First three years key to school success: study

How children are faring at ages one, two and three is a good predictor of how they will perform in their first year at school

How children are faring before they turn four is a strong guide to early school success, according to a major study. It is more important than what happens to them in the year immediately before they start school.

The Federal Government has promised to provide 15 hours a week of free preschool for the nation's four-year-olds. But the study indicates the importance of investment in the earlier years, too.

The Child Care Choices study is unique in Australia for having followed an initial group of children - more than 670 - from child care to school for six years.

The team of researchers, led by Jennifer Bowes of Macquarie University's children and families research centre, focused on children who used some formal child care - usually long-day-care centres - and did not include children cared for exclusively by parents, nannies or other carers.

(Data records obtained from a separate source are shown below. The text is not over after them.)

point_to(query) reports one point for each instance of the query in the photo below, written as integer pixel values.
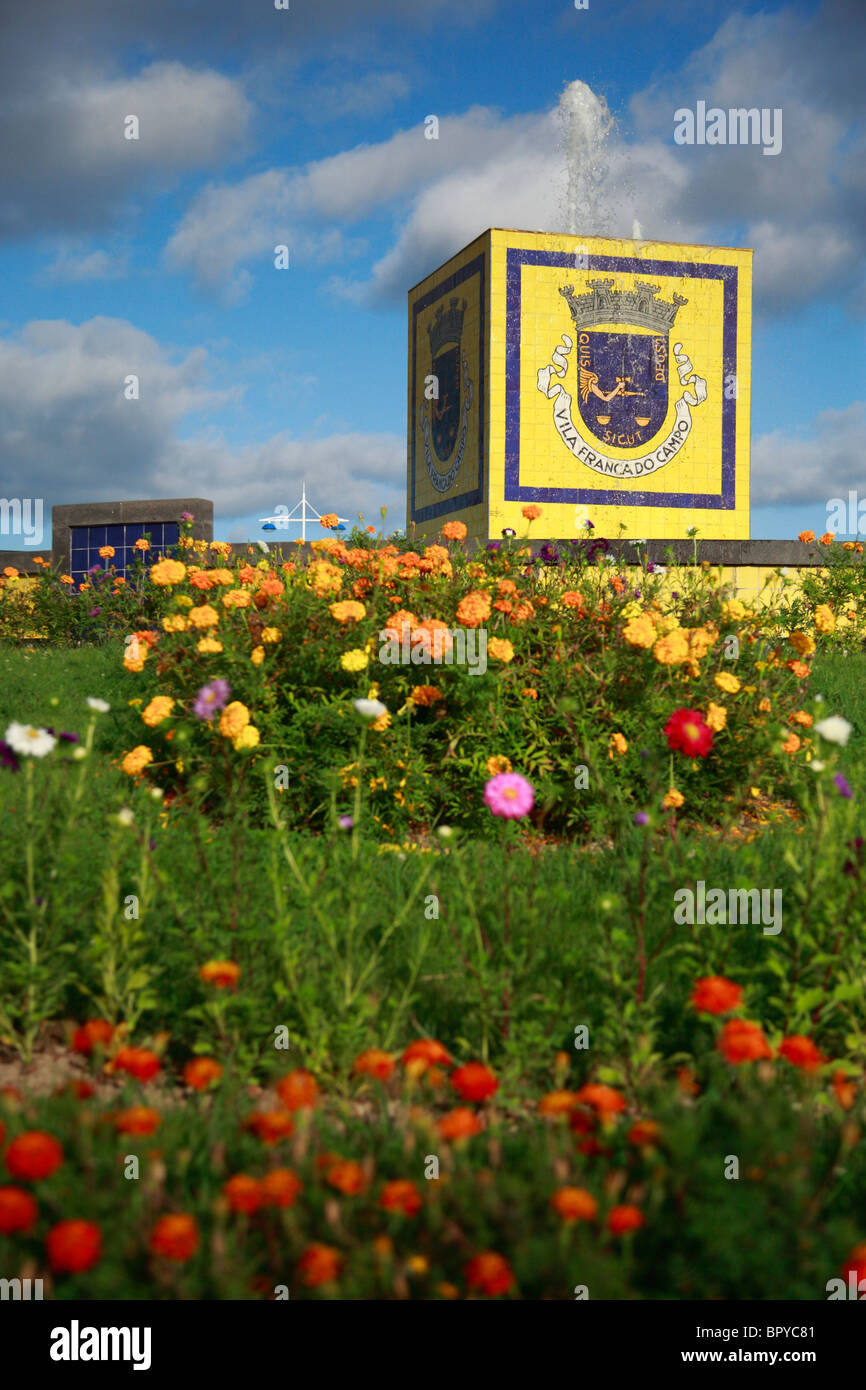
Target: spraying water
(585, 124)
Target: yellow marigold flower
(203, 615)
(824, 622)
(802, 642)
(501, 649)
(348, 610)
(324, 578)
(733, 610)
(232, 719)
(426, 695)
(716, 716)
(159, 709)
(237, 598)
(167, 571)
(498, 765)
(135, 762)
(474, 609)
(638, 631)
(672, 649)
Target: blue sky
(306, 128)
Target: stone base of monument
(605, 381)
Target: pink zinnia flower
(509, 794)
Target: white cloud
(822, 462)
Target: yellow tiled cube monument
(608, 381)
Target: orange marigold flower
(474, 1082)
(401, 1196)
(136, 1061)
(488, 1272)
(138, 1119)
(202, 1072)
(18, 1211)
(742, 1041)
(427, 1051)
(574, 1204)
(175, 1237)
(556, 1102)
(624, 1218)
(270, 1126)
(319, 1265)
(91, 1034)
(74, 1246)
(298, 1090)
(348, 1176)
(376, 1064)
(459, 1123)
(603, 1100)
(34, 1155)
(715, 994)
(280, 1187)
(220, 973)
(242, 1193)
(801, 1051)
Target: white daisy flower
(834, 729)
(32, 742)
(370, 708)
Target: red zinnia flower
(200, 1072)
(715, 994)
(34, 1155)
(298, 1090)
(489, 1273)
(74, 1246)
(401, 1196)
(136, 1061)
(624, 1218)
(687, 733)
(742, 1041)
(801, 1051)
(242, 1193)
(175, 1237)
(474, 1082)
(18, 1211)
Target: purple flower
(7, 758)
(211, 698)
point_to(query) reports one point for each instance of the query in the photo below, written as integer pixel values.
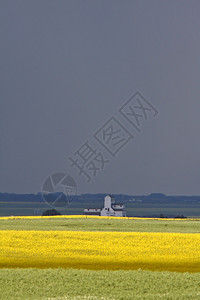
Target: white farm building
(110, 209)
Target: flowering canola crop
(100, 250)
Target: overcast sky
(66, 67)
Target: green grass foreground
(98, 224)
(95, 285)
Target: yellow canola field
(92, 217)
(100, 250)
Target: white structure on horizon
(110, 209)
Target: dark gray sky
(66, 67)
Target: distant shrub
(51, 212)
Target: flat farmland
(99, 258)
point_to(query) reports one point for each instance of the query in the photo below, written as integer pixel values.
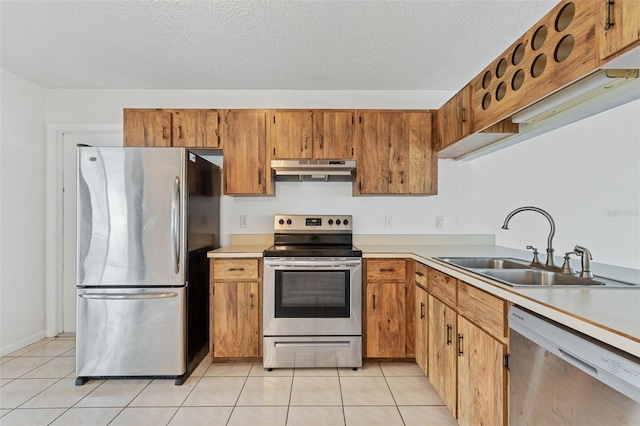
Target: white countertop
(611, 315)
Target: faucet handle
(535, 260)
(566, 266)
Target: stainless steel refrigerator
(146, 219)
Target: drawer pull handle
(609, 22)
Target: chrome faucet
(549, 262)
(585, 254)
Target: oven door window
(312, 294)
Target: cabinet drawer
(386, 270)
(443, 287)
(483, 309)
(235, 269)
(421, 274)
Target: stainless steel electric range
(312, 313)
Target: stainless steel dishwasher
(561, 377)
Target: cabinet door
(244, 141)
(420, 173)
(195, 128)
(453, 119)
(147, 127)
(619, 25)
(333, 135)
(291, 134)
(374, 135)
(385, 320)
(481, 377)
(235, 319)
(394, 153)
(422, 330)
(442, 352)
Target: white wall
(22, 290)
(410, 214)
(586, 175)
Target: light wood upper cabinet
(311, 134)
(453, 119)
(394, 153)
(559, 49)
(235, 308)
(168, 127)
(195, 128)
(618, 26)
(333, 135)
(291, 134)
(147, 127)
(244, 136)
(480, 373)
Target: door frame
(54, 239)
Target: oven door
(312, 297)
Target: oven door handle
(314, 265)
(338, 343)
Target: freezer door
(131, 227)
(133, 332)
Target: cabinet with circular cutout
(556, 51)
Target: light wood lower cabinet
(468, 338)
(422, 328)
(235, 319)
(385, 325)
(236, 308)
(482, 377)
(442, 352)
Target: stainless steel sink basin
(519, 273)
(536, 277)
(486, 262)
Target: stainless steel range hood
(314, 170)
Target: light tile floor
(37, 387)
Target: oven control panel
(313, 223)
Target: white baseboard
(12, 347)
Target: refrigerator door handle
(129, 296)
(175, 225)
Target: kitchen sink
(537, 277)
(486, 262)
(519, 273)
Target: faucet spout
(552, 232)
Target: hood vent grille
(314, 170)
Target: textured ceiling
(256, 44)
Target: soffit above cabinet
(252, 44)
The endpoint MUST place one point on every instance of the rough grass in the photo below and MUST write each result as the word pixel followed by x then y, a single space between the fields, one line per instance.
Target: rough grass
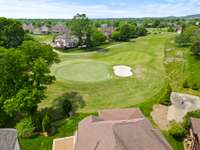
pixel 83 71
pixel 147 87
pixel 181 66
pixel 144 55
pixel 65 127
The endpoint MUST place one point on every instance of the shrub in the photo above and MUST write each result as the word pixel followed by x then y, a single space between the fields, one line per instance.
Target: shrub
pixel 195 86
pixel 25 128
pixel 116 36
pixel 67 107
pixel 46 123
pixel 70 102
pixel 166 98
pixel 196 48
pixel 177 131
pixel 186 121
pixel 185 84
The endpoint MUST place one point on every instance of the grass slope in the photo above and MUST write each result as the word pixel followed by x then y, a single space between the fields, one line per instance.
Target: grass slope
pixel 144 55
pixel 147 87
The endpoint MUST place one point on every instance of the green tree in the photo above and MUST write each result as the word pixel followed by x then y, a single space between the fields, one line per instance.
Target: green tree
pixel 141 31
pixel 25 128
pixel 196 48
pixel 71 102
pixel 11 33
pixel 125 32
pixel 116 36
pixel 25 75
pixel 81 27
pixel 46 123
pixel 97 37
pixel 188 36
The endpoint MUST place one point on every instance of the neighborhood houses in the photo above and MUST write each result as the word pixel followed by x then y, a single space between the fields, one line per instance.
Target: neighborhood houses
pixel 65 41
pixel 124 76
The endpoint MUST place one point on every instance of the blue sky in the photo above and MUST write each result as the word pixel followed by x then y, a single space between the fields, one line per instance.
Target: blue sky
pixel 97 8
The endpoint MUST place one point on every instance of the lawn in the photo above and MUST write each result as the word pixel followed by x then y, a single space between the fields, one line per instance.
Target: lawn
pixel 65 127
pixel 144 55
pixel 90 73
pixel 181 66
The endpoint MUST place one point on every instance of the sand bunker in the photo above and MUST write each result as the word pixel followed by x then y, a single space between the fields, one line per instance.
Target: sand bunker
pixel 122 71
pixel 181 105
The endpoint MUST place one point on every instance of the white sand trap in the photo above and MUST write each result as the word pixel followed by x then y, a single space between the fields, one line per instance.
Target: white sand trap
pixel 122 71
pixel 181 105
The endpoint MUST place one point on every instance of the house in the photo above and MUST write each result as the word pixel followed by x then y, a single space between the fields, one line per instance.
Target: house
pixel 197 23
pixel 36 31
pixel 61 29
pixel 65 41
pixel 28 27
pixel 9 140
pixel 107 30
pixel 44 30
pixel 117 129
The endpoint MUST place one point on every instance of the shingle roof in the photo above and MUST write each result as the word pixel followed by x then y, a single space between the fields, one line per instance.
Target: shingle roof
pixel 64 143
pixel 120 114
pixel 8 139
pixel 119 132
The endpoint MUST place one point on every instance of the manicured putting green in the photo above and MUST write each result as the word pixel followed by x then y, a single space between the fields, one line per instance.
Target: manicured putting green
pixel 83 71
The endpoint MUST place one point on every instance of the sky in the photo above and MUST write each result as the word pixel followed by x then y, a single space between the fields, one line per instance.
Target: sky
pixel 66 9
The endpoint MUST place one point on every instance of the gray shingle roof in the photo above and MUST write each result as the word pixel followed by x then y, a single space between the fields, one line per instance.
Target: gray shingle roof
pixel 120 129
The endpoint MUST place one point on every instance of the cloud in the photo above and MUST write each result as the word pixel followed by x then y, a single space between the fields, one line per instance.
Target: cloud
pixel 105 9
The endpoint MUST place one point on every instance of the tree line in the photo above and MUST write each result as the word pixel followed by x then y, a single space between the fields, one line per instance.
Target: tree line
pixel 24 77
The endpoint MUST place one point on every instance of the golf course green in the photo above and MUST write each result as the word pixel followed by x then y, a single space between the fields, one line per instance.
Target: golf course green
pixel 83 71
pixel 91 74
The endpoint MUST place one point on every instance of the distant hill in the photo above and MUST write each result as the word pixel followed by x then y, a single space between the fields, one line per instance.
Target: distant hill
pixel 192 16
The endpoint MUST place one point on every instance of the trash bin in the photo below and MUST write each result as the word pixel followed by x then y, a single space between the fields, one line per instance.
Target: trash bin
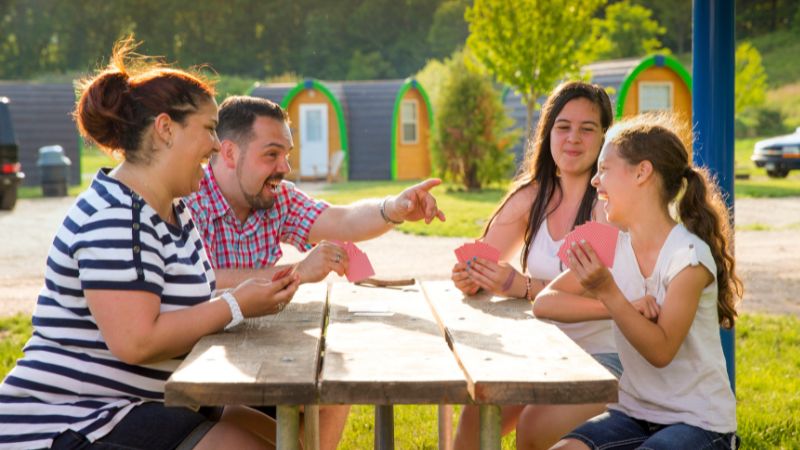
pixel 54 169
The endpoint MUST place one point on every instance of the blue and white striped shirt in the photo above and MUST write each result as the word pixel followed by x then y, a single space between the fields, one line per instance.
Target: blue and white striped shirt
pixel 68 378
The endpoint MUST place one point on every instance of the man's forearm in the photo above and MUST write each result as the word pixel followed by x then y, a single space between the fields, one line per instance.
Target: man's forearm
pixel 230 278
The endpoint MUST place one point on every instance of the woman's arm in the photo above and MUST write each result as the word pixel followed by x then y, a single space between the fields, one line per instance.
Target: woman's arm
pixel 137 332
pixel 565 300
pixel 658 342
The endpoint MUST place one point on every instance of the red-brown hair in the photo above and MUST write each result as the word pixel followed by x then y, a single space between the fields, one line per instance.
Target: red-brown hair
pixel 121 101
pixel 658 138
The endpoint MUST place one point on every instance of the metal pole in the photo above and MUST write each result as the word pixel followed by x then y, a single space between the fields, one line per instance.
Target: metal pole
pixel 491 418
pixel 311 427
pixel 288 427
pixel 384 427
pixel 712 110
pixel 445 427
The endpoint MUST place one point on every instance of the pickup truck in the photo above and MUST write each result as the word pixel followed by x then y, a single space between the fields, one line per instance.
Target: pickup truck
pixel 778 155
pixel 11 174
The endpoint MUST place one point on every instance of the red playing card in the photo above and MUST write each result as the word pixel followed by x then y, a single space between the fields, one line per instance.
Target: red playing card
pixel 602 238
pixel 359 266
pixel 282 273
pixel 486 251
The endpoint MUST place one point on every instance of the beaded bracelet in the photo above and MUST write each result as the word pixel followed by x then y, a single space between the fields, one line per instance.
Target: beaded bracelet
pixel 386 218
pixel 528 287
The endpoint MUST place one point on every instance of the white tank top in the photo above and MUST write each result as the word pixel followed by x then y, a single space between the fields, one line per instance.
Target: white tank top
pixel 594 336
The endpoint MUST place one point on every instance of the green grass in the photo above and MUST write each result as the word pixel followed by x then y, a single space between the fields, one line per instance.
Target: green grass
pixel 768 388
pixel 466 212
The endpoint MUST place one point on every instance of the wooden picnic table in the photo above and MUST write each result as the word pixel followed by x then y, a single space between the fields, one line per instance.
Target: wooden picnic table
pixel 419 344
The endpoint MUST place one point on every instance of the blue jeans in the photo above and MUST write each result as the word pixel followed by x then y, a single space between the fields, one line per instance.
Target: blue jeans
pixel 148 426
pixel 616 430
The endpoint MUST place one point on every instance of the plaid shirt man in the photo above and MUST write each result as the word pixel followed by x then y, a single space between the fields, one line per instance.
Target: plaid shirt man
pixel 256 242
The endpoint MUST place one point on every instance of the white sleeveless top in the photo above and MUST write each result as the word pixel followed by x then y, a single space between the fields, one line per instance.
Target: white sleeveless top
pixel 543 264
pixel 694 387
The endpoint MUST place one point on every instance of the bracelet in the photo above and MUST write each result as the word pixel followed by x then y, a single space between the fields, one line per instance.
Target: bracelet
pixel 236 312
pixel 386 217
pixel 509 281
pixel 528 291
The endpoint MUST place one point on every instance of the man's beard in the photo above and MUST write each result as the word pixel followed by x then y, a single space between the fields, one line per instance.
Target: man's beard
pixel 256 201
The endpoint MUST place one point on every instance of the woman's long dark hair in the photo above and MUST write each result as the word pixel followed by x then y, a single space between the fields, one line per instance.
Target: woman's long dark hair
pixel 701 208
pixel 540 169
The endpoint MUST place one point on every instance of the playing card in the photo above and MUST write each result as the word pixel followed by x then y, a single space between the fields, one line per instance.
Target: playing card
pixel 480 249
pixel 602 238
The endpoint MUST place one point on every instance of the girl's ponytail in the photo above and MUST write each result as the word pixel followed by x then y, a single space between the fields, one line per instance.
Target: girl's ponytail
pixel 703 212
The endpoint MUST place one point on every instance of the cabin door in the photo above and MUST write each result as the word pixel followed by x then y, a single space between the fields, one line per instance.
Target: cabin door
pixel 314 140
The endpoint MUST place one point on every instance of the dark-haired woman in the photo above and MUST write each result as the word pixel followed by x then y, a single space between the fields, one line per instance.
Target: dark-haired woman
pixel 128 288
pixel 551 195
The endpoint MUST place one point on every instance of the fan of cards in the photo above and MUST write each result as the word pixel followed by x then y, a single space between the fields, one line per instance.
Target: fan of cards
pixel 602 238
pixel 479 249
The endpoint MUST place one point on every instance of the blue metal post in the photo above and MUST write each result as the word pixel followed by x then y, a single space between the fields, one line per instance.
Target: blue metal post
pixel 712 109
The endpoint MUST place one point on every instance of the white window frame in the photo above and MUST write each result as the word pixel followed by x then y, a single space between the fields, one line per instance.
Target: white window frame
pixel 415 121
pixel 668 84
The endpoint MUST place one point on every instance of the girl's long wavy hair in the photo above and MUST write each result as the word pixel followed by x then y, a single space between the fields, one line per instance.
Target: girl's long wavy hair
pixel 700 205
pixel 540 169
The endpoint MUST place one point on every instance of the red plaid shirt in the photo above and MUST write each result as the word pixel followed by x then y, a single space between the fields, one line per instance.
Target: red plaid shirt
pixel 256 242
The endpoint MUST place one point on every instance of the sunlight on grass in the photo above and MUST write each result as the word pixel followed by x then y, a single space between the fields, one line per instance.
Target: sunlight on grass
pixel 768 388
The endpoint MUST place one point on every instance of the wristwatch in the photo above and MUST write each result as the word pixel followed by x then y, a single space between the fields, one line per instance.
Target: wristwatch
pixel 236 313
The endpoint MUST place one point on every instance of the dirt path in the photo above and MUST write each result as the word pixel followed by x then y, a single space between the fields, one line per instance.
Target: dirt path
pixel 768 260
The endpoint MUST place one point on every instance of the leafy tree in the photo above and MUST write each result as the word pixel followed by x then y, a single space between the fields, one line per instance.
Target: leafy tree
pixel 627 30
pixel 531 44
pixel 751 80
pixel 470 142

It found that how children are faring at ages one, two and three is a good predictor of how they will perform in their first year at school in literacy and numeracy, and in their social behaviour. Those who had shown behaviour problems at child care and home early in their development were at risk of continuing the pattern at school.

"It indicates children's relationships and attitudes to learning are established very early on in life," Professor Bowes said.

As well, the study showed the children who did well in numeracy in the first year of school had already shown an aptitude for numerical concepts from about age three, and had fewer early social problems; and those doing well at literacy had fewer early social problems, and also had fewer siblings.

Professor Bowes said the Government's guarantee of a year of preschool was important, especially for children with no experience of child care.

"But investment before the age of four is also important for child development."

The study also found children who spent longer hours in child-care centres in their first three years were more likely to experience behaviour problems in their first year at school than those who spent shorter hours in care. The long-hours children on average also showed less kindness and empathy than those who had spent shorter hours in care.

The study, which is mostly funded by the NSW Department of Community Services, has not yet established what number of hours triggered the negative effect of child care on behaviour and empathy.

But international studies have found 30 hours a week to be significant, especially for children under one. Because only 11.8 per cent of Australian mothers with preschool age children work full-time, only a small minority of very young children spend long hours in formal child care.

The combination of formal child care with some care by grandparents, friends, or relatives helped children's later adjustment to school, the study showed. There was also strong evidence that having had a close relationship with child-care workers was important for a child's later behaviour at school and development of empathy.

Professor Bowes said the relationship between children and child-care workers was "central" to children's social development. "Spending time with individual children is very important to a child-care worker's job," she said.

The findings will be presented as the Australian Social Policy conference at the University of NSW this week.